If you never bootstrap from zero (nor simulate this) then your systems probably have cycles in their deployment dependencies. Your config pusher is deployed from Jenkins/Puppet/Ansible but 2 years ago someone made Jenkins dependent on the config pusher for its own config. Now you cannot just deploy these systems in order, you have to replay the history before that change.



Almost everything will have cycles in IT. People want and security requires some kind of SSO. Now SSO is a dependency for almost everything, including the administration of underlying systems that run SSO. Same for the network. Same for a lot of things.

Bootstrapping from zero will never be easy and will always take some time. I don't think you can prepare your way out of this, short of preparing a fully redundant, fully separate secondary infrastructure.


This is called "break-glass procedure" in enterprise IT (as in "break glass in case of emergency"), and often consists of independent, normally unused, admin accounts on key systems, access info for which is locked in some safe location, e.g. physical safe in a secure location.

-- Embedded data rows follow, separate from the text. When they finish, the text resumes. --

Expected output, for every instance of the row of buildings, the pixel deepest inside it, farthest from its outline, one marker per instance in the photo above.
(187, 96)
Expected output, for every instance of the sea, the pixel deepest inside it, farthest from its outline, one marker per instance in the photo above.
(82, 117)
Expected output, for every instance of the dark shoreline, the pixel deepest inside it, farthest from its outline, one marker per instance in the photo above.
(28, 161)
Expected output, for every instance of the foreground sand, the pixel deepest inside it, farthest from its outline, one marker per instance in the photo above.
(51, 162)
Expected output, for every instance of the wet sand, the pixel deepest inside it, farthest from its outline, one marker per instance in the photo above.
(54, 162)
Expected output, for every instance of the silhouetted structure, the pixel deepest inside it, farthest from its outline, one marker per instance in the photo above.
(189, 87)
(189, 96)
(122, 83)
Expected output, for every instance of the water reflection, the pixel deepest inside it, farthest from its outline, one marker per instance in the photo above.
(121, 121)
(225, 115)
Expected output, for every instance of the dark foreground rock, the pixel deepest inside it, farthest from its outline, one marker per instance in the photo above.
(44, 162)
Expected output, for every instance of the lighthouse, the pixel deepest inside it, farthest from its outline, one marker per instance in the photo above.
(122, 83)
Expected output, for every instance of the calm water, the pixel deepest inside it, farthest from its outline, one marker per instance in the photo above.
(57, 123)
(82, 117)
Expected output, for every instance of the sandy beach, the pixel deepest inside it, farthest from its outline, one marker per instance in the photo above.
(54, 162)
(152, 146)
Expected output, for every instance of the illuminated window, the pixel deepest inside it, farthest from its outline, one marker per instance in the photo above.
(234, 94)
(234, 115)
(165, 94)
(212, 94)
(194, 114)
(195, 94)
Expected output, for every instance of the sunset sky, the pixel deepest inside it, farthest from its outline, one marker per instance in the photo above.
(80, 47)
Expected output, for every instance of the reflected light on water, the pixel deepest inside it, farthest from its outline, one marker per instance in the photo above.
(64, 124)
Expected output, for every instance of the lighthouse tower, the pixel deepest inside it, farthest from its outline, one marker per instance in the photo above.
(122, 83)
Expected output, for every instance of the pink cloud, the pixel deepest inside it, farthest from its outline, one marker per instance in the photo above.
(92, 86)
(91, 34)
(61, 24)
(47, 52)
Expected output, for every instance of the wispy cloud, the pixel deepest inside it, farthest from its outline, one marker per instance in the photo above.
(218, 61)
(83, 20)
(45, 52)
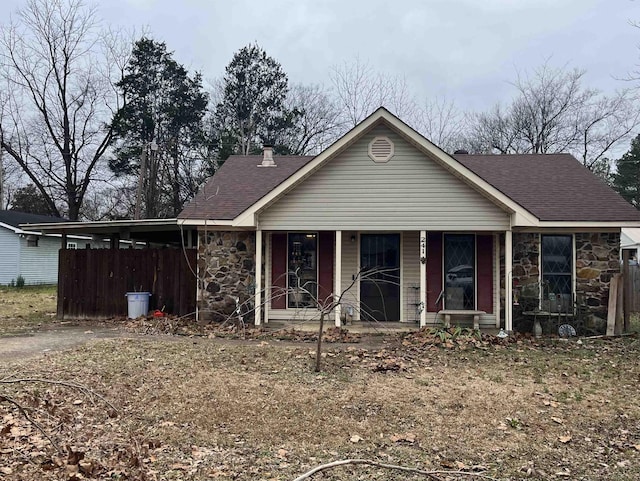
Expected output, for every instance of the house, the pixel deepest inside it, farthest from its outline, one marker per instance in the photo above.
(630, 241)
(404, 231)
(29, 253)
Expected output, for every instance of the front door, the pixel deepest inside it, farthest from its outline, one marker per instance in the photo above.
(380, 277)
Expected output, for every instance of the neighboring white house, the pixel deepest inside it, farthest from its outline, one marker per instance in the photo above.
(630, 240)
(31, 254)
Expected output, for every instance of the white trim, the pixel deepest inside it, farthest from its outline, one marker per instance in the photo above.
(401, 279)
(508, 281)
(423, 277)
(496, 278)
(198, 279)
(267, 278)
(258, 279)
(337, 276)
(522, 216)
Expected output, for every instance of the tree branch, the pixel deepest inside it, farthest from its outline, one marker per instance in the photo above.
(433, 474)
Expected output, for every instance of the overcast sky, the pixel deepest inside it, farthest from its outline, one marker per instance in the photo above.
(466, 50)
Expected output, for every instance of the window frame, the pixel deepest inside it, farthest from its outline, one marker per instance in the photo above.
(544, 285)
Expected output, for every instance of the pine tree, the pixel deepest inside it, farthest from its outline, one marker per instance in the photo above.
(164, 107)
(252, 111)
(626, 180)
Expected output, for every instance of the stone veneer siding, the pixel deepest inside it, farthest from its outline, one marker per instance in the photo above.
(597, 259)
(226, 269)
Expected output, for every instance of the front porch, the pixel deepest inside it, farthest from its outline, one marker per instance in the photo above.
(406, 278)
(372, 328)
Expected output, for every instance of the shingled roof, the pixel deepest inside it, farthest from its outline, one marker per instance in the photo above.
(15, 218)
(553, 187)
(240, 183)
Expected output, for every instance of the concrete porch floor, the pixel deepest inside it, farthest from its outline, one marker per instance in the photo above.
(364, 327)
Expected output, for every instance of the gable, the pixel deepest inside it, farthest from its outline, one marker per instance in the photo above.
(408, 191)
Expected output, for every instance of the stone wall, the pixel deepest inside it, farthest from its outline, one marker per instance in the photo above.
(597, 260)
(226, 269)
(595, 263)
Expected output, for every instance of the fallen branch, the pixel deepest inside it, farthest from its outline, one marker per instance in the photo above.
(23, 411)
(431, 474)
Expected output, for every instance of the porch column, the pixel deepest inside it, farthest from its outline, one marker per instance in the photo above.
(496, 282)
(337, 277)
(258, 280)
(508, 281)
(267, 278)
(423, 278)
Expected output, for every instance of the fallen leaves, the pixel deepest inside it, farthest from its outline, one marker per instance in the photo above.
(565, 439)
(405, 437)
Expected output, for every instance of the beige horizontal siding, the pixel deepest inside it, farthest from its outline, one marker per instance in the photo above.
(410, 284)
(410, 192)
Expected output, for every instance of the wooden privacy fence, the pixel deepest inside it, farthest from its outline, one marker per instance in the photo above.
(633, 281)
(92, 283)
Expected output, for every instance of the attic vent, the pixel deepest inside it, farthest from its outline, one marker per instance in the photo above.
(381, 149)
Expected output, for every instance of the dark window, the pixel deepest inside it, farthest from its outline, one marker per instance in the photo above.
(557, 265)
(459, 271)
(303, 270)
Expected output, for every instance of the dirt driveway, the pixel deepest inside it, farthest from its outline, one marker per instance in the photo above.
(55, 338)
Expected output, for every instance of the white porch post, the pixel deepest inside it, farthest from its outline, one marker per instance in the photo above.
(496, 281)
(258, 282)
(508, 281)
(267, 278)
(337, 276)
(423, 278)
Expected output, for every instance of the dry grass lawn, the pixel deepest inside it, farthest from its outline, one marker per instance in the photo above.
(27, 307)
(197, 408)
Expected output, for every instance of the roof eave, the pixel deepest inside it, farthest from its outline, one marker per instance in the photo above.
(248, 217)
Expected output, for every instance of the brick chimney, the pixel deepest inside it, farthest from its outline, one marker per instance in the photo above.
(267, 157)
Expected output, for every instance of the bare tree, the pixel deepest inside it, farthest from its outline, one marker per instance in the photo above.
(554, 112)
(360, 90)
(60, 71)
(318, 121)
(440, 121)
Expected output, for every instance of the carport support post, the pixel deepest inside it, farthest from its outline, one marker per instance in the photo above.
(337, 284)
(258, 280)
(508, 281)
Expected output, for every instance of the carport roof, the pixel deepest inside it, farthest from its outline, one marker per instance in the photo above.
(143, 230)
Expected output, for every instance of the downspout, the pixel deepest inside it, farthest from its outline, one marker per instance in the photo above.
(508, 273)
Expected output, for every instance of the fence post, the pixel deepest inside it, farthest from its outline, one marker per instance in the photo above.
(627, 289)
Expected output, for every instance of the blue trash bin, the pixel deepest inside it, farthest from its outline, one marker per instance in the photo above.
(138, 304)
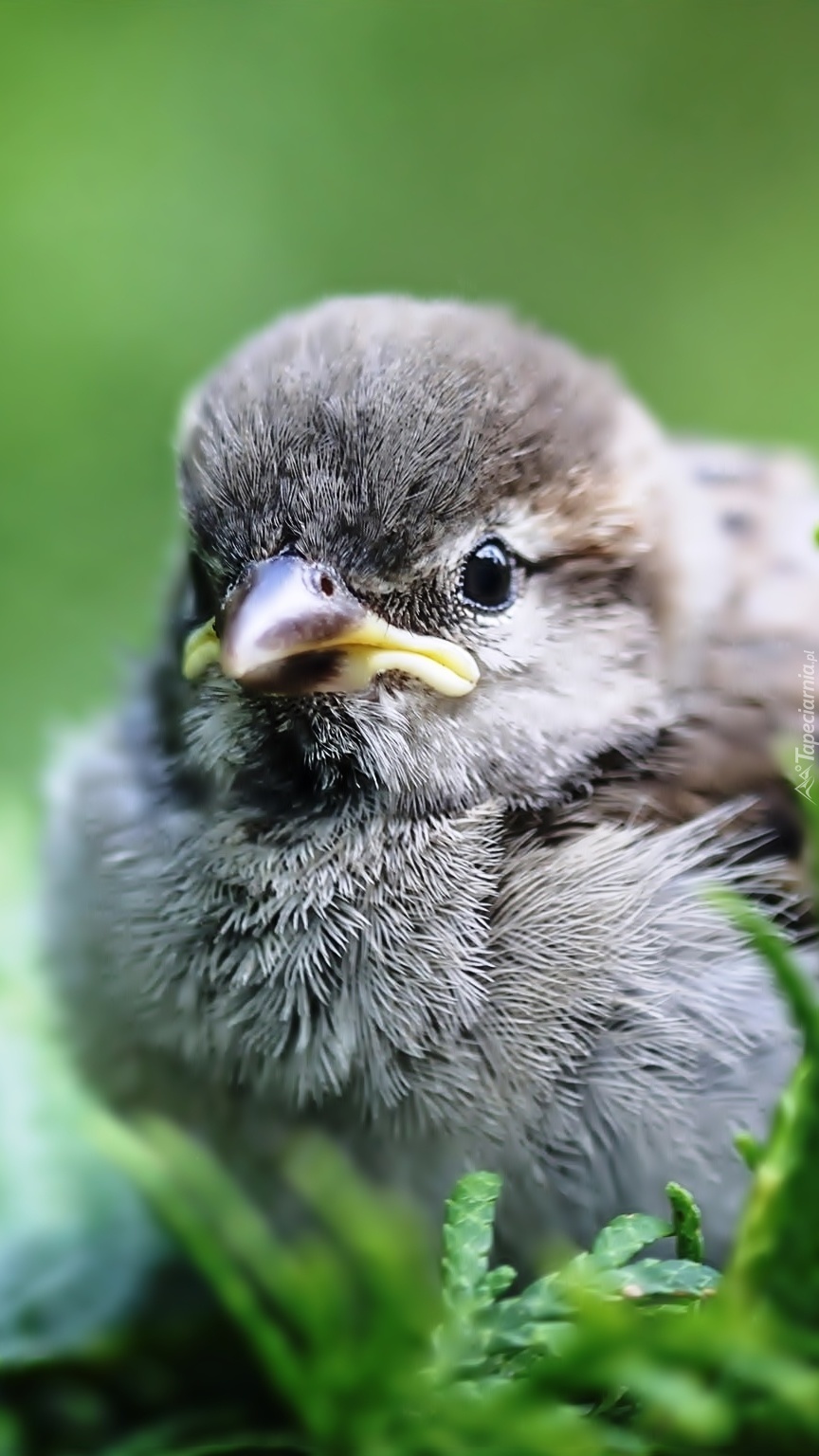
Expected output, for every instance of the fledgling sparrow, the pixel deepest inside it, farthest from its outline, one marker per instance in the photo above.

Testing this reliably is difficult, though, and often these procedures and their documentation is outdated.


I agree that fully redundant & separate infrastructure is unrealistic. I'm also not saying you can be 100% prepared. My point is that you can improve your posture.

What you can do is to have a sandbox environment where you periodically do a full setup exercise from a prepper disk. Conceptually it's not that different from testing backup recovery (ok, most companies neglect this too, so maybe you have a point :) ).


Problem is, the value of proper recovery procedures and testing those in all aspects only becomes apparent to the bean-counters when things really break. But until they have been in that situation where nothing works for a month, it will always be too expensive, too cumbersome and too resource-hungry to do those preparations.

Which gives me an idea for an "Ask HN"... Edit: submitted https://news.ycombinator.com/item?id=44582994


Reminds me of compiler bootstrapping. If you only have the source code of, let's say, Rust and want to build it you first need to have a Rust compiler of a previous version. And for that you need another compiler. Then you reach times when rustc was written in OCaml. And know what? Now you need to build OCaml compiler!

Other way is to build a stripped down version of rustc only capable of compiling latest rustc, e.g. using https://github.com/dtolnay/bootstrap

Great post on bootstrapping and its problems: https://bootstrappable.org/

Actual project capable of bootstrapping Linux system from scratch: https://github.com/fosslinux/live-bootstrap


This reminds me of troubles in a parallel universe.

Construction industry have products with typical lifetime of 50+, in some cases multiple hundreds. Computing and digitalization are hot topic now and for the past several decades with various buzzwords (probably 'digital twins' is the newest one) however when I am unable to open construction design files made in the beginning of my career less than 30 years ago due to obsolescence for various reasons then all those efforts seem for nothing eventually beyond immediate needs. Good old outdated 2D drawings seen as unfeasible practice might save the day in the future (... perhaps, assuming that current pdf files could still be opened some decades down the line, as that is a common 'digital paper' approach nowadays, actual physical world paper are used less and less).


That happened to company I am familiar with a year ago. The main storage cluster,that everything depended on died. They recovered by deploying everything again from dev laptops.


black start is a hard problem. Even facebook apparently had to drill datacenter door locks open to get back up one time.


So how could a company handle this? Can they bootstrap from printed documentation or is that assumed to be wiped as well?


It's a model of a realistic scenario. Hackers (like in the article), long running ransomware that managed to corrupt lots of data, maybe a natural disaster. So by "wiping all data storage units" I meant the dynamic ones used in production. You can assume a static backup exists and contains a sensible set of sources and binaries, although obviously creating such a backup is part of the recovery plan.